1. The method is characterized in that when music is used for playing songs, the current user emotion is identified through electroencephalogram signals and classified, song classification matched with the emotion classification is searched according to the emotion classification of the user, one song is automatically selected from the song classification as a playing song, and meanwhile, the next suitable playing song is automatically generated based on the real-time emotion dynamic change condition reflected by electroencephalogram data.

2. The automatic music switching method according to claim 1, wherein an Emotiv Epoc + wireless Bluetooth electroencephalograph is used for acquiring electroencephalogram signals.

3. The automatic music switching method according to claim 2, wherein a plurality of health testers who have not received any professional music training keep high concentration in a quiet state, acquire electroencephalogram data of the testers while playing songs, and after the songs are played, make the testers evaluate emotion categories of the played songs; the emotion classification evaluation refers to subjective scoring of 1-9 points on two dimensions of positive and negative valence and high and low arousal degree respectively; several songs of different types were selected to repeat the aforementioned test.
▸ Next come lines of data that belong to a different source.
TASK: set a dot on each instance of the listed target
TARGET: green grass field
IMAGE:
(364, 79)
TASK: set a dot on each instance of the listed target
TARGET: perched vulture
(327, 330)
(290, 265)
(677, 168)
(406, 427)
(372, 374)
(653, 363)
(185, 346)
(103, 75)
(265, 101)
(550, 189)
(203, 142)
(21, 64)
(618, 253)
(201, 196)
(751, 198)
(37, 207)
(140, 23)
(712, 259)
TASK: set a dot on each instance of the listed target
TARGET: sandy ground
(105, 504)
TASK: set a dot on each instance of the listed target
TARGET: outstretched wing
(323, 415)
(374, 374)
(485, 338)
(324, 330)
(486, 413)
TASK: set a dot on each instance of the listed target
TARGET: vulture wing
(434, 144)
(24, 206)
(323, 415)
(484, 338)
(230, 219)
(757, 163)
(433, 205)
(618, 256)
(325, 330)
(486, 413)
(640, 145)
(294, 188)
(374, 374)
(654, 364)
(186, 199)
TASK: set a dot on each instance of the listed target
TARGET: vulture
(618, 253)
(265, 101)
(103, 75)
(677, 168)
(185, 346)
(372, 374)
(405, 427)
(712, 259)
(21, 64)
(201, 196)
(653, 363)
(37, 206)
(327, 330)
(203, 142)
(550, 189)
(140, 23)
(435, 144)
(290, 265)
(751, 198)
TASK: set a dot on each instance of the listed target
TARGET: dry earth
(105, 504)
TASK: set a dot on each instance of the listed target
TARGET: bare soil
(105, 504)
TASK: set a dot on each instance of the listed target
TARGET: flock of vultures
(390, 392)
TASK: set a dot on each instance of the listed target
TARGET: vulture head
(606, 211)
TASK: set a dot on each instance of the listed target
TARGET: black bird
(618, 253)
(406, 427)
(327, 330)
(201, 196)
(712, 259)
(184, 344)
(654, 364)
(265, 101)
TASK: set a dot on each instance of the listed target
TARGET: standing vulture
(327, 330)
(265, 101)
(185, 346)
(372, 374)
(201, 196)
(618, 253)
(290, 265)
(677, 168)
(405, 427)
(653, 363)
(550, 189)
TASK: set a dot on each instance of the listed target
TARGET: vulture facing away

4. The automatic music switching method according to claim 3, wherein the emotion classification based on the electroencephalogram signal is realized by constructing an electroencephalogram-emotion classification model, and the construction of the electroencephalogram-emotion classification model comprises the following steps:

step A1, collecting electroencephalogram signals and preprocessing the electroencephalogram signals;

a2, extracting characteristic information of the electroencephalogram signals to form a characteristic matrix;

step A3, performing feature fusion on the feature matrix to realize dimension reduction processing;

step A4, using an SVM classifier for the classification model, performing model training by using a training set, and obtaining a trained classification model through cross validation;

and step A5, matching the trained classification model with the emotion scale to obtain the electroencephalogram-emotion classification model.

5. The method for automatically switching music according to claim 4, wherein the preprocessing of the EEG signals in step A1 includes amplification, filtering, wavelet de-noising, decomposition and reconstruction, wavelet transformation parameters involved in the wavelet de-noising are determined by a genetic algorithm, wavelet packets are used for decomposing and reconstructing the EEG signals, and signals in various frequency band ranges, including delta rhythm, theta rhythm, alpha rhythm and beta rhythm, are extracted.

6. The automatic music switching method according to claim 4, wherein said extracting characteristic information of electroencephalogram signals in step A2 includes extracting power spectrum characteristics of four rhythms using Welch spectrum estimation algorithm and extracting Hurst indexes of four rhythms.

7. The automatic music switching method according to claim 4, wherein said step A3 is implemented by feature fusion of feature matrix using principal component analysis.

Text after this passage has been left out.